Alstom et le Fonds stratégique d'investissement (FSI, groupe Caisse des dépôts) avaient annoncé le 10 avril 2012 qu'ils envisageaient de racheter ensemble 85% de Translohr, filiale du groupe ferroviaire alsacien spécialisée dans la construction de tramways sur pneus.
Il circule à Clermont-Ferrand, à Padoue et Mestre en Italie, et devrait équiper la ligne de tramway T5 en décembre 2012 (Saint-Denis-Sarcelles) puis T6 (Viroflay et Châtillon) (voir encadré ci-dessous).
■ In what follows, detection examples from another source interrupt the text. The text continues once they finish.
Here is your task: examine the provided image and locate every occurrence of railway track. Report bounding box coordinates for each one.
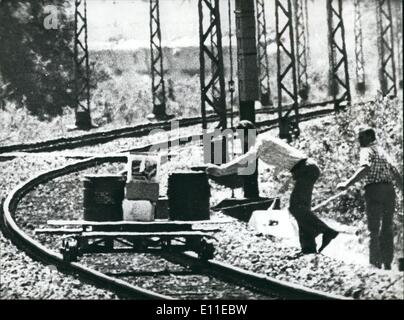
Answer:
[0,101,340,158]
[2,156,348,299]
[2,109,352,299]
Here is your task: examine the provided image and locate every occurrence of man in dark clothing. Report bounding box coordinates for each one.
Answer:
[337,127,403,270]
[207,121,338,254]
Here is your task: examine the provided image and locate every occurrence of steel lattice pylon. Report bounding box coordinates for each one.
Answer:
[327,0,351,109]
[395,0,403,88]
[74,0,91,128]
[354,0,366,93]
[293,0,309,101]
[150,0,166,118]
[275,0,300,140]
[376,0,397,96]
[198,0,227,129]
[256,0,273,106]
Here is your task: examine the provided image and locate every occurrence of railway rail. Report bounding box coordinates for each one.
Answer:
[2,108,354,299]
[0,101,340,158]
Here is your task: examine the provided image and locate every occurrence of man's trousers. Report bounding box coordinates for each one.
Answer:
[289,160,332,252]
[365,183,396,267]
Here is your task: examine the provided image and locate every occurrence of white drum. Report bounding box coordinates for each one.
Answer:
[122,200,155,222]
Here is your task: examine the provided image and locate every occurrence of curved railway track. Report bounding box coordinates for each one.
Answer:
[2,105,352,299]
[0,101,333,155]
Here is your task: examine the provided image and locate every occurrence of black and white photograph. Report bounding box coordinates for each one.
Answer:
[0,0,404,306]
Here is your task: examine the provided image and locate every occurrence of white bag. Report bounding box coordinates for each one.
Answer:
[248,202,299,240]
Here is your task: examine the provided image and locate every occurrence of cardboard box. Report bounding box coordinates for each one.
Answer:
[125,180,159,202]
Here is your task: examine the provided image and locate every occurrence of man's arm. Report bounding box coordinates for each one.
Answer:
[391,165,403,192]
[337,165,370,190]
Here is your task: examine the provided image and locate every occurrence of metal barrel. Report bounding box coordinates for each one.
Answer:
[83,175,125,221]
[167,172,210,221]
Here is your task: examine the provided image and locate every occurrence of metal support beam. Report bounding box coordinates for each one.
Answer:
[256,0,273,106]
[376,0,397,96]
[354,0,366,94]
[275,0,300,141]
[327,0,351,110]
[394,0,403,89]
[74,0,92,129]
[148,0,168,120]
[198,0,227,129]
[293,0,310,101]
[235,0,259,198]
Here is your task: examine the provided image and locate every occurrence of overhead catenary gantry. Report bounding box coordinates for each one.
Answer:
[376,0,397,96]
[148,0,172,120]
[74,0,92,129]
[256,0,273,106]
[198,0,227,129]
[354,0,366,94]
[394,0,403,89]
[327,0,351,110]
[275,0,300,140]
[293,0,310,101]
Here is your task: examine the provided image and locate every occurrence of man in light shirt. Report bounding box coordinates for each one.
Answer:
[206,121,338,254]
[337,127,403,270]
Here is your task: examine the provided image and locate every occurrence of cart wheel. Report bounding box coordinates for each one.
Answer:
[60,238,79,262]
[198,238,215,260]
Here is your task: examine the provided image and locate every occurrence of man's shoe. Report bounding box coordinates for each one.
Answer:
[301,248,317,254]
[318,229,339,252]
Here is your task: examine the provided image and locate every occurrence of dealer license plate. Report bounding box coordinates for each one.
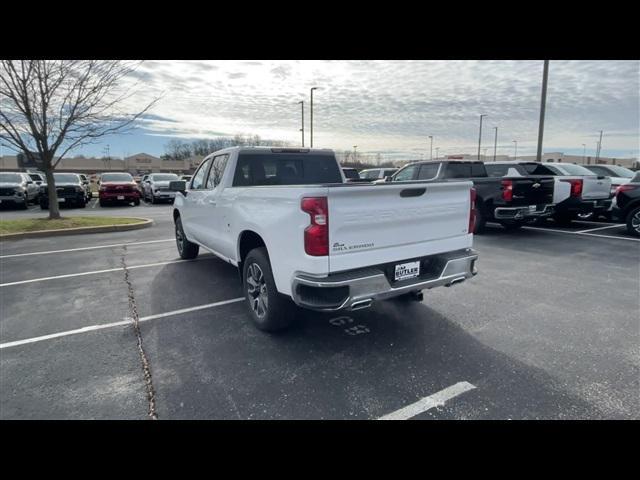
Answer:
[395,261,420,281]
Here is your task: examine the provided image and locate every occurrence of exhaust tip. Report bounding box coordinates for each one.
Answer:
[349,298,373,310]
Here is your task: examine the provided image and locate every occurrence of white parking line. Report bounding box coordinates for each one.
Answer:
[0,297,244,349]
[575,223,625,233]
[0,255,217,287]
[522,227,640,242]
[378,382,476,420]
[0,238,175,259]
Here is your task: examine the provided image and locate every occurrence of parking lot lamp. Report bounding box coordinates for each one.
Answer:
[478,114,487,161]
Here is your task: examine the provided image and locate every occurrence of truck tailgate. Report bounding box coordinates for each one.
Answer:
[328,181,473,272]
[508,175,555,206]
[582,175,611,200]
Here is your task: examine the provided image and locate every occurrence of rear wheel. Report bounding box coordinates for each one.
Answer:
[627,206,640,237]
[242,247,295,332]
[176,217,200,260]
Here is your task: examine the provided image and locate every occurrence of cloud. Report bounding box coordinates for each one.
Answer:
[116,60,640,158]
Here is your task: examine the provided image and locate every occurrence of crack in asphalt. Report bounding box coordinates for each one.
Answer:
[120,245,158,420]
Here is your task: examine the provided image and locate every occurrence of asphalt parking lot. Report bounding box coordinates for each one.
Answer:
[0,199,640,419]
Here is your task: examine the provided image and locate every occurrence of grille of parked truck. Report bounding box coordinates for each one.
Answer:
[171,147,478,331]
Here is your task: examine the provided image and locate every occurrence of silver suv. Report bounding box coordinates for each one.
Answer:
[142,173,180,203]
[0,172,38,210]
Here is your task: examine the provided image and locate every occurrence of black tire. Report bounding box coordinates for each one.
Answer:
[242,247,296,332]
[473,207,487,235]
[626,205,640,237]
[175,217,200,260]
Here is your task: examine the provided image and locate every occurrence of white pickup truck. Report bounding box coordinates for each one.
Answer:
[170,147,478,331]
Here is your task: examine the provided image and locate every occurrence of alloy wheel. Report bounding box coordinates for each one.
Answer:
[247,263,269,318]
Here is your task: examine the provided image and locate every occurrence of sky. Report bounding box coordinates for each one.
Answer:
[5,60,640,159]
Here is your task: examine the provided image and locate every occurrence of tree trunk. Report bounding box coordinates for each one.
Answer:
[44,167,60,220]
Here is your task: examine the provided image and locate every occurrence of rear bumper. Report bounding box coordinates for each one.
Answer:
[291,248,478,311]
[556,198,611,213]
[493,204,554,220]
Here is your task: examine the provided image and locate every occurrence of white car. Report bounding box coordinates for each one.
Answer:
[171,147,477,331]
[584,165,635,196]
[141,173,180,203]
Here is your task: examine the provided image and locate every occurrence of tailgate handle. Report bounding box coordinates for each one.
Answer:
[400,188,427,197]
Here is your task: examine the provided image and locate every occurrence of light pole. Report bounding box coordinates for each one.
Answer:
[310,87,320,148]
[298,100,304,147]
[536,60,549,162]
[596,130,602,165]
[478,114,487,161]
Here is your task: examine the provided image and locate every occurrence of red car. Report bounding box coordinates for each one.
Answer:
[98,172,140,207]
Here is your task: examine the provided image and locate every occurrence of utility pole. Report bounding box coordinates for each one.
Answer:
[536,60,549,162]
[429,135,433,160]
[493,127,498,162]
[298,100,304,147]
[596,130,602,165]
[310,87,320,148]
[478,114,487,161]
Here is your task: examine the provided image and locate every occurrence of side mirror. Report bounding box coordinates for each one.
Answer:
[169,180,187,195]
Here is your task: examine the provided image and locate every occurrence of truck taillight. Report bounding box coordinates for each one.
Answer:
[468,188,476,233]
[502,180,513,202]
[616,185,638,195]
[561,178,582,197]
[300,197,329,257]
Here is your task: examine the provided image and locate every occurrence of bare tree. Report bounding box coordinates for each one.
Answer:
[0,60,158,219]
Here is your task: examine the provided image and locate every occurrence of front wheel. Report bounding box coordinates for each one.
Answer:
[176,217,200,260]
[627,206,640,237]
[242,247,295,332]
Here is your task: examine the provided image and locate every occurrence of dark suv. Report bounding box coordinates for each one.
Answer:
[613,172,640,237]
[40,173,87,210]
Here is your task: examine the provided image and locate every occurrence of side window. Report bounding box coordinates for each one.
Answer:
[418,163,440,180]
[446,163,471,178]
[207,154,229,190]
[393,165,419,182]
[191,158,211,190]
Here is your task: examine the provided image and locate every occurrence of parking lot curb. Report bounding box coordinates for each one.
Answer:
[0,217,153,242]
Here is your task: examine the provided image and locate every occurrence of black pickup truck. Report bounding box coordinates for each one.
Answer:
[391,160,554,233]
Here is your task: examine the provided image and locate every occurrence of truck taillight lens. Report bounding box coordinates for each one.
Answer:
[300,197,329,257]
[468,188,476,233]
[616,185,638,195]
[502,180,513,202]
[562,178,582,197]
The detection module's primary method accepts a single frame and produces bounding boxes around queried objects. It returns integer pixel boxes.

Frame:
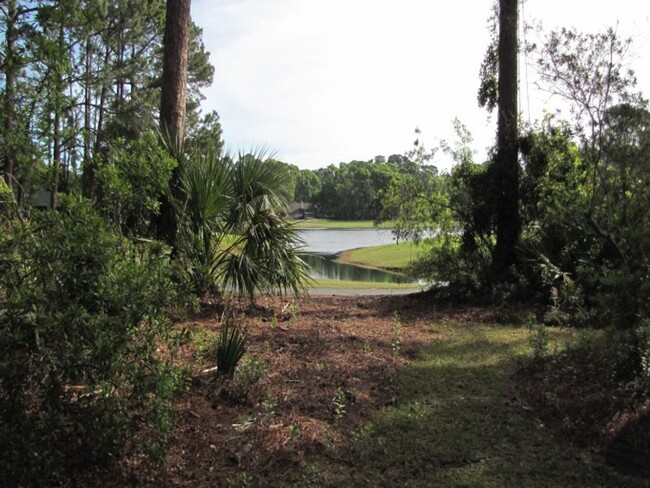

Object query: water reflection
[302,253,417,283]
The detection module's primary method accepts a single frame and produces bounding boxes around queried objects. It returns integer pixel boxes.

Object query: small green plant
[289,302,300,322]
[390,311,402,357]
[241,471,253,488]
[189,329,219,356]
[289,424,300,441]
[232,416,255,432]
[262,390,278,417]
[299,463,324,488]
[526,315,548,359]
[208,314,248,378]
[230,354,266,401]
[332,386,348,420]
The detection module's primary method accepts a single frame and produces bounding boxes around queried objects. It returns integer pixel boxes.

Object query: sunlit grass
[308,279,421,291]
[331,323,645,487]
[337,242,419,270]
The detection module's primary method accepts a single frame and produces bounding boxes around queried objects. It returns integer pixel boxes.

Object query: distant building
[287,202,314,220]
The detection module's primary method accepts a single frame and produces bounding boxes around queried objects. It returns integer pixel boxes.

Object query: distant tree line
[268,154,437,220]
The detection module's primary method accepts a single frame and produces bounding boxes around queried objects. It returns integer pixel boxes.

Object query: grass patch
[294,219,390,229]
[332,323,647,487]
[309,279,422,291]
[337,242,418,271]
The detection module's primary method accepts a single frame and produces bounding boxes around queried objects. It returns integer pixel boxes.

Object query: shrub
[0,197,185,485]
[208,315,248,378]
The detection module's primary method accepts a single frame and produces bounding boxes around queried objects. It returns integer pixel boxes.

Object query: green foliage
[0,197,181,485]
[332,386,348,420]
[96,132,176,236]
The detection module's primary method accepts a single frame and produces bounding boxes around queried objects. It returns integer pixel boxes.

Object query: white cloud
[193,0,650,168]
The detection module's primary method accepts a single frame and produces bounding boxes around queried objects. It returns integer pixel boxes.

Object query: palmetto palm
[176,152,307,299]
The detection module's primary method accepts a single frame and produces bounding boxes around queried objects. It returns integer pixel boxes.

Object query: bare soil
[90,294,650,487]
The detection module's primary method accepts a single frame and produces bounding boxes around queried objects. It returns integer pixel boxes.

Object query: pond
[300,229,417,283]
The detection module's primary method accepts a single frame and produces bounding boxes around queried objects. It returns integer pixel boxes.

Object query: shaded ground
[95,295,650,487]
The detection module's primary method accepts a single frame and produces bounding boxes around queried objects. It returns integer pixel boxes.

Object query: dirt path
[93,290,646,487]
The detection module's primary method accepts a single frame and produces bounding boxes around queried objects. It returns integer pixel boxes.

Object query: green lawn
[307,279,422,291]
[328,323,648,488]
[337,242,419,271]
[294,219,389,229]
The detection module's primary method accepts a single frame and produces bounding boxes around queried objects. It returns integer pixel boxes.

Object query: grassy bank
[309,279,421,291]
[337,242,419,271]
[331,323,647,487]
[295,219,388,229]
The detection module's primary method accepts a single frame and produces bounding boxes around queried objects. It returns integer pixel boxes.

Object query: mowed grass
[326,323,648,488]
[307,279,422,292]
[337,242,419,271]
[294,219,390,229]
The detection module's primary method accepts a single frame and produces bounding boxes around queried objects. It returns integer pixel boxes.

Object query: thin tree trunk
[160,0,191,143]
[50,26,65,209]
[83,36,93,171]
[4,0,18,188]
[157,0,191,247]
[493,0,520,279]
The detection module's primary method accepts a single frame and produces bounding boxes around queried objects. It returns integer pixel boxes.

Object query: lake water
[300,229,416,283]
[300,229,395,254]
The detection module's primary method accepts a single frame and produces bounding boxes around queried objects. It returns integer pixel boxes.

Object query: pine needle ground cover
[92,295,648,487]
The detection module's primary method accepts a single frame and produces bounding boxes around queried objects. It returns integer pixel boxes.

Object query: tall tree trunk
[50,26,65,209]
[157,0,191,246]
[160,0,191,143]
[4,0,18,188]
[493,0,521,279]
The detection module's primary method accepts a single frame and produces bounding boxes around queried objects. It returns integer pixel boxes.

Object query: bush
[0,198,186,485]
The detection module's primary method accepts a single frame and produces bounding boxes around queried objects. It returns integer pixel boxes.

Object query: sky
[192,0,650,169]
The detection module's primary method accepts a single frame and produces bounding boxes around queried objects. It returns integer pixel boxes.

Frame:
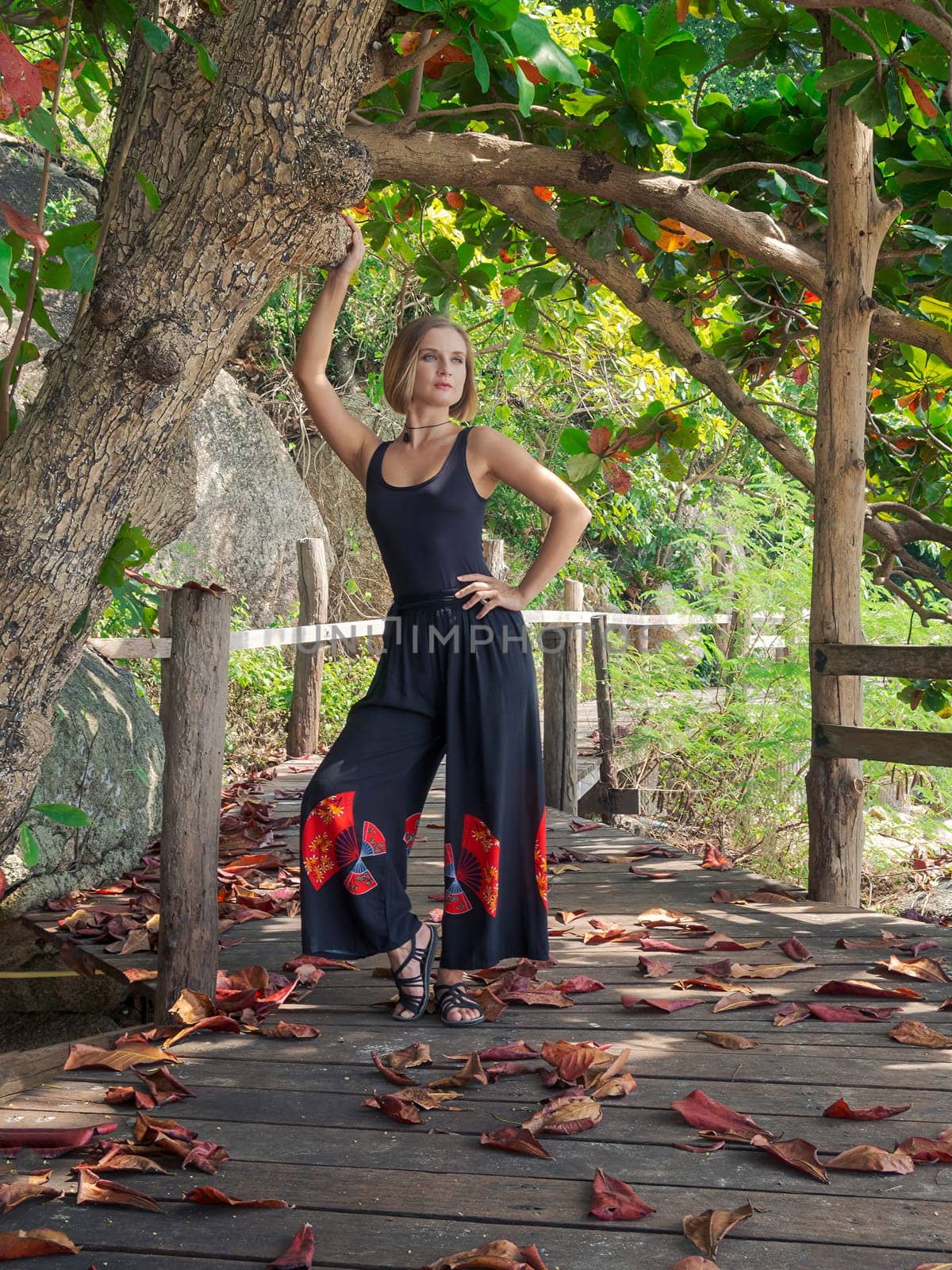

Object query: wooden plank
[810,644,952,679]
[0,1027,129,1099]
[9,1067,952,1163]
[18,1203,935,1270]
[287,538,328,754]
[814,724,952,767]
[35,1044,950,1137]
[156,587,231,1022]
[18,1145,952,1251]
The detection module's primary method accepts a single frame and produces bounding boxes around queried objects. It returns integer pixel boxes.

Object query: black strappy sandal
[391,922,436,1024]
[433,983,486,1027]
La transaction porterait sur 60 millions d'euros, selon Alstom et le FSI. Selon Les Echos du 1er juin, les repreneurs ne proposerait que 35 millions. Et selon l'AFP, le projet de reprise prévoit le paiement de cette somme à Lohr pour les 100% du capital, mais aussi l'abondement d'un fonds de roulement de "plusieurs dizaines de millions d'euros pour combler la trésorerie négative".  
Robert Lohr, fondateur du groupe a déclaré à l'AFP qu'il avait rejeté cette offre car Alstom et le FSI lui avaient proposé
"35 millions d'euros, mais pour un périmètre supérieur à ce qui avait été évoqué en avril". "Ils voulaient acheter plus et payer moins, c'est le non-respect de la parole donnée", a-t-il fustigé.


"Offre insuffisante"

"Nous avons reçu une offre qui ne permettrait pas de pérenniser à court terme l'ensemble des activités du groupe Lohr", a également commenté Jean-François Argence, de la direction générale du groupe qui emploie 930 personnes. "Cette offre est insuffisante", a-t-il ajouté.
Lohr continue donc d'envisager de se déclarer le 4 juin 2012 en cessation de paiement, une mesure "conservatoire" destinée à lui permettre de gagner du temps pour examiner d'autres offres de reprise de Translohr, explique Jean-François Argence.

La rumeur d'une reprise par un constructeur chinois plane depuis le début des difficultés financières de Translhor (lire notre précédent article). A moins que Siemens avec lequel Lohr a d'ailleurs conclu un accord industriel (le constructeur alsacien fournit à Siemens le système de guidage du métro automatique Val et du Val nouvelle génération à Siemens), ne soit également candidat à la reprise. Interrogé, Siemens ne fait aucun commentaire.

Lohr avait annoncé en décembre 2011 son intention de vendre une partie du capital de sa division tramway afin de renflouer sa trésorerie. Le groupe implantée dans le Bas-Rhin a été sévèrement touché par la crise. L'entreprise avait déjà supprimé une centaine d'emplois début 2009 et 150 en mai 2010.